I happened to be the first one up this morning. I went outside to let the horses out and found a layer of ice almost an inch thick on their water trough. No surprise there. Yeoldfurt had to break and remove ice from the trough twice yesterday.
When I let the horses out, I decided to walk to the pond and see how frozen it might be. I expected ice around the edges but it's over 10 feet deep in the middle, so I didn't expect it to be completely frozen over. Wrong. It looked to be frozen all the way across. There was a chunk of wood the size of a small fireplace log laying at my feet, so I picked it up and lobbed it out toward the center of the pond. The log had to weigh at least 5 or 6 pounds and it dropped from a height of about 6 feet when it hit the pond... kerTHUNK! Didn't even crack the surface ice. I'm sure the ice is not thick enough to bear my weight so don't suggest ice skating ...but it was a good deal more solid than I was expecting.

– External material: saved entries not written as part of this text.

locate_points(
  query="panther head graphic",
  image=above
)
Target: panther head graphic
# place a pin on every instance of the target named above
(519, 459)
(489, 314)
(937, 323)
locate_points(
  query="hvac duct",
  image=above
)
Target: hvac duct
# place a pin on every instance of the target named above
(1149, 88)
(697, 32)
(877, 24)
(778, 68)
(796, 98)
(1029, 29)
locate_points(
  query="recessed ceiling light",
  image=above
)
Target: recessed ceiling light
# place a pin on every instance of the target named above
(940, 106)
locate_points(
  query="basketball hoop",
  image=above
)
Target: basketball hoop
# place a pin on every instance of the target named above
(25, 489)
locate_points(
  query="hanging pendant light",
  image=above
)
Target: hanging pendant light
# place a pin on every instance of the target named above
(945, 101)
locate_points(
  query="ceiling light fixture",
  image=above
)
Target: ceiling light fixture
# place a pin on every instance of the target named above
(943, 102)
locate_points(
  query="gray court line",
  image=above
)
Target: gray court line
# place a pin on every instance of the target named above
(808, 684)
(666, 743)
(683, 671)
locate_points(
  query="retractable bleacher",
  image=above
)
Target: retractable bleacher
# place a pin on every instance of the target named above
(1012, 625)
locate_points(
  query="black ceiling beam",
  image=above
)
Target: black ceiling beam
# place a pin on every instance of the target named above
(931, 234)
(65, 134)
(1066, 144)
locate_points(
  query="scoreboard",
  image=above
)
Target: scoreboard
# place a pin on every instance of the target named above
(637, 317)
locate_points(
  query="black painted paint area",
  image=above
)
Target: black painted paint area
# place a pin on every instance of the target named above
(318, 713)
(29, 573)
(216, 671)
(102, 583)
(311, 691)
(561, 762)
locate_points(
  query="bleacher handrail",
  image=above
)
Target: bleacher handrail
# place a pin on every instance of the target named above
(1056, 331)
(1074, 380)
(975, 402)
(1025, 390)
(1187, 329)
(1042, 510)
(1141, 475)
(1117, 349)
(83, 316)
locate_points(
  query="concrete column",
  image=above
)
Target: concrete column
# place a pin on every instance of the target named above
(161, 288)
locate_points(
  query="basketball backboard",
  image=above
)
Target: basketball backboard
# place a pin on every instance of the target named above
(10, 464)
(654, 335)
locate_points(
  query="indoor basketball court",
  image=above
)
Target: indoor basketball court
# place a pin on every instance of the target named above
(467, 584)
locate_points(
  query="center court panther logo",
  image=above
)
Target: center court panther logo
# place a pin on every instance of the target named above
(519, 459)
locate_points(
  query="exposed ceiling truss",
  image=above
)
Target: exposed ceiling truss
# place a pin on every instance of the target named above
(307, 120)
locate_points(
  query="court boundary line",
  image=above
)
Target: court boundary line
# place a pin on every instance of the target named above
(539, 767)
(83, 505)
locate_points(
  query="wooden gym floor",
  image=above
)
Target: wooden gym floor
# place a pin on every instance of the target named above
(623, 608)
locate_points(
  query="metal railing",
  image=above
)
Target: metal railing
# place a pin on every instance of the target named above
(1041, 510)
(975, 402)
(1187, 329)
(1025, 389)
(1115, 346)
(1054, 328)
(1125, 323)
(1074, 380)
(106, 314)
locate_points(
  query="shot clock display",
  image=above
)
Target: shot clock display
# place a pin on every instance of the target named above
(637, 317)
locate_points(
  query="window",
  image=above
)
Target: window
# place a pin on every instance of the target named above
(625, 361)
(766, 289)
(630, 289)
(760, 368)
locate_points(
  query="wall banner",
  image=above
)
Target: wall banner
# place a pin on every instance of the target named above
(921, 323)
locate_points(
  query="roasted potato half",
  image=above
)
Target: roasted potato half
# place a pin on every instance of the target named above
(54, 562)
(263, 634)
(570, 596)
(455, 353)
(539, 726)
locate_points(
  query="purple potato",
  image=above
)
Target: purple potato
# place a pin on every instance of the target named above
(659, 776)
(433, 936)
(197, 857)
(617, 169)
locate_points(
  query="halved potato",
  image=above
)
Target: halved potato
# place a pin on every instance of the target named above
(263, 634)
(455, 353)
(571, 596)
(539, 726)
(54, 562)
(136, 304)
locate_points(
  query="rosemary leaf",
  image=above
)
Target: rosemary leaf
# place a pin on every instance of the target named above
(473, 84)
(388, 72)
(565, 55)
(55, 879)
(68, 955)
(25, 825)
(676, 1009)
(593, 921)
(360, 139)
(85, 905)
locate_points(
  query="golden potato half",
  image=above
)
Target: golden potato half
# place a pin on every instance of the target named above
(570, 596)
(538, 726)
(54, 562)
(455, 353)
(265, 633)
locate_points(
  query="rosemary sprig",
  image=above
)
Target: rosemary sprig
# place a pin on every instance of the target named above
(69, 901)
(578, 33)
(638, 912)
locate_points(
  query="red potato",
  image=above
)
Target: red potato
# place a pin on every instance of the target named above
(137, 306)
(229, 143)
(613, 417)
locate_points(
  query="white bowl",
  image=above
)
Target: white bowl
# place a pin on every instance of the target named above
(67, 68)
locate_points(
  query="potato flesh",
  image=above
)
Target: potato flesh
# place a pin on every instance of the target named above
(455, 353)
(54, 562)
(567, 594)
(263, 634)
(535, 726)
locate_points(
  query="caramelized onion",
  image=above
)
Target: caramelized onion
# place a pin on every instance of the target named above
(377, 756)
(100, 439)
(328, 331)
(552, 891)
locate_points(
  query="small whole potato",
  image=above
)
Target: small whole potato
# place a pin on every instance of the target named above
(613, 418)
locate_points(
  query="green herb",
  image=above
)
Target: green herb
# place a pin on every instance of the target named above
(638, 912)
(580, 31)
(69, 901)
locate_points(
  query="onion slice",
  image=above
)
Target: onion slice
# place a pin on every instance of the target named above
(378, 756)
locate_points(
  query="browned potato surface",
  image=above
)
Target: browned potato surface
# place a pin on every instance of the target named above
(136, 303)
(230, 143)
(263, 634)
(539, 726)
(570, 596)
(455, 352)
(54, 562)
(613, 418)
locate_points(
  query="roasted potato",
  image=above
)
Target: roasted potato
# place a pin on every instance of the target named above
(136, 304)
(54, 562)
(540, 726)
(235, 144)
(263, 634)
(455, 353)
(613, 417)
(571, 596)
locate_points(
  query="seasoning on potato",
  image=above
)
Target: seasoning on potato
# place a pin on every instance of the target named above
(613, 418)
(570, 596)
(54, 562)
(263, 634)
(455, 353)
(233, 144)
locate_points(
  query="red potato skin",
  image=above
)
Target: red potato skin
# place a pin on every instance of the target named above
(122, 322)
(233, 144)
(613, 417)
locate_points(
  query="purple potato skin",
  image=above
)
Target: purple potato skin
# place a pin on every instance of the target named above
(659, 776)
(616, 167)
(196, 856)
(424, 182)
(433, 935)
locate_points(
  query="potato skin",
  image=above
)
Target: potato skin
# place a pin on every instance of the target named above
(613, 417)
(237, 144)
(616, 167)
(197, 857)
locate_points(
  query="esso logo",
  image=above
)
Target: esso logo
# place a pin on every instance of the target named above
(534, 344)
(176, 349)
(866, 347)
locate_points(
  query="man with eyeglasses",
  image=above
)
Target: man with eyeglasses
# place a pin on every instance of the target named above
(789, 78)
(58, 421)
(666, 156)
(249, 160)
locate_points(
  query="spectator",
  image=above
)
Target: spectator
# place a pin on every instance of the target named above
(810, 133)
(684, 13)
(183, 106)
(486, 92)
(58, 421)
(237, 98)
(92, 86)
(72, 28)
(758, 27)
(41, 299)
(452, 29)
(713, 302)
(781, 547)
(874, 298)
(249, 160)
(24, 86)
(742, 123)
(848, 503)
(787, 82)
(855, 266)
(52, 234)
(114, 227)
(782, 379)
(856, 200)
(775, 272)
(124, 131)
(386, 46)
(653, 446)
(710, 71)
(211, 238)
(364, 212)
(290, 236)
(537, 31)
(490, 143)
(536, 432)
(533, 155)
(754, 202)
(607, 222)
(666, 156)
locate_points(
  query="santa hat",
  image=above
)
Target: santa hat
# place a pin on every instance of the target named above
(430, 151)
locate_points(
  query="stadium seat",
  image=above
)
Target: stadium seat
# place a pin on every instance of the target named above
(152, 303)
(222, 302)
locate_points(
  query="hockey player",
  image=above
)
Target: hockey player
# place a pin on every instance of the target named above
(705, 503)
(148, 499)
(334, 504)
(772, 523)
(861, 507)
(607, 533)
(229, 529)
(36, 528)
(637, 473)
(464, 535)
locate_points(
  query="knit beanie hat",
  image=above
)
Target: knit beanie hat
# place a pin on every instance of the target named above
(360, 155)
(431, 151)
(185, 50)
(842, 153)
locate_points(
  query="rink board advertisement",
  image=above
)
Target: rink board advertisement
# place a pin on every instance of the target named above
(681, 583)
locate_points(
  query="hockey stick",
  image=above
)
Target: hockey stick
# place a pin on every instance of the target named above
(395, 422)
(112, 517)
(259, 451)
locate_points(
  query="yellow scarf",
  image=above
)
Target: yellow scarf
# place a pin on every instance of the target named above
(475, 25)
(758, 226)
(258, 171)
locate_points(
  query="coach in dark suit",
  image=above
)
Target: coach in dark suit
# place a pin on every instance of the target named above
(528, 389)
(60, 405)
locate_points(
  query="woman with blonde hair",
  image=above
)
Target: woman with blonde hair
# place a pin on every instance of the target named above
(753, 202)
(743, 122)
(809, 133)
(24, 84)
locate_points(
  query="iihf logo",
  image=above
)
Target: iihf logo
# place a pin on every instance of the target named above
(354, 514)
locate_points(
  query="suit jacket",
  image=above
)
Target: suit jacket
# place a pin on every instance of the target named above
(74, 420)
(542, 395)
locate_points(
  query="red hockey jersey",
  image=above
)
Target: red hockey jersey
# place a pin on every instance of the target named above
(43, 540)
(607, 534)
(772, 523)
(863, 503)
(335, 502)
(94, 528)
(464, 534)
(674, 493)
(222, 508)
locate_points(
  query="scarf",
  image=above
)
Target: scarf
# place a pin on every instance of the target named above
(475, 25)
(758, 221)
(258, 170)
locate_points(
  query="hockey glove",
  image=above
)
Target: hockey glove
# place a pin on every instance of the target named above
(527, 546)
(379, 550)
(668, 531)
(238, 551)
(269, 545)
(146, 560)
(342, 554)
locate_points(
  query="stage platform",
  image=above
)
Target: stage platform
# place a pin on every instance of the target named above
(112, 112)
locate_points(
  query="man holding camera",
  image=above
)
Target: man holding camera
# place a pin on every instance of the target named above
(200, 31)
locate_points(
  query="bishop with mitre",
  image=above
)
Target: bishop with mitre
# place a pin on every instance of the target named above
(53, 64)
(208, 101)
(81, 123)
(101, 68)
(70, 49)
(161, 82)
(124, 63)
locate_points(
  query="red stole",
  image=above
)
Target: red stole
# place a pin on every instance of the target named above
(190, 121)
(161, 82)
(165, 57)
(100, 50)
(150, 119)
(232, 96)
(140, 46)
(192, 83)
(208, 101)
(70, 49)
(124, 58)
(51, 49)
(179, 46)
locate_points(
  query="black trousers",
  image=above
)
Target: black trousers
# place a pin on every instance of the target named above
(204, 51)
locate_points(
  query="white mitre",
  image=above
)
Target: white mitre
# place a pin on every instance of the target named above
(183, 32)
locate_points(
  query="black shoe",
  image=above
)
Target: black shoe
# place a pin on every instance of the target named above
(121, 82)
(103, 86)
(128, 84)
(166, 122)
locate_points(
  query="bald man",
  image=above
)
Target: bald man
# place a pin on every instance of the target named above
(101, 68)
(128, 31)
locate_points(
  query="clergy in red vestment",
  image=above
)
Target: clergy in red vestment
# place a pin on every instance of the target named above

On my way back to the house, I stopped to let the chickens out. I was worried they might have frozen feet from something MMPaints told me in chat last night. But they were okay. They had each left me an egg and were walking around like normal, anxious to be let out. Their water was frozen though. Not in the reservoir, but in the trough ring around the bottom where they should be able to drink. I broke and removed the ice from the ring and moved the waterer closer to the heat lamp in the coop. Tonight will only be in the 20's (versus last night in the teens) so maybe their water will not freeze tonight.
When I got back up to the house, I took the eggs inside and was going to fill a bucket of water to carry outside for the dog, cats and chickens in the yard. That's when I discovered OUR water was frozen ...in the house. Uh-oh. I've never had frozen pipes before and Yeoldfurt was still asleep. Didn't want to wake him with bad news, so I went online to do some research. Every site I read suggested checking all the taps to determine if water was frozen at some juncture in the house ...or outside between the main and the house. None of the taps would even drip so, according to the online information, that meant water was probably frozen somewhere outside. This house is very well insulated, even in the attic so it would have surprised me if the house pipes had frozen. The online sites said to open the coldwater taps halfway so I did.
Thank goodness for Yeoldfurt's prepper mentality. He had about a dozen old clorox bottles labeled drinking water stored down in the shop. I took the wheelbarrow down and brought six of them up to the house. Two for each of the bathrooms for that all-important flush water. And the other three so I could make sure all the little critters had water until things thawed out. We also have several cases of store-bought bottled water down in the shop. So we're fine.
Yeoldfurt was up and drinking coffee by the time I finished all that and I got to give him the exciting news ...frozen pipe adventure. Hopefully it will not morph into a busted pipe adventure. He did some investigating of his own and he agrees, the the problem is most likely close to the water main up by the road. That makes sense because the hole around the water main is about 2 feet by 2 feet, with about 12 inches of pipe exposed to the air inside that hole. The hole is covered over by a piece of steel plate. Steel is an excellent conductor of cold and so is open air. The pipe coming to the house is buried at least 18 inches in the ground so it is probably the exposed pipe at the main that froze.
The temperatures should be close to 40 degrees by noon today and 45 degrees for a high around 3:00pm. Hopefully, that will be enough to thaw the pipes. In the meantime, we'll be grateful for a warm house, stored water and plenty of food stores. No worries.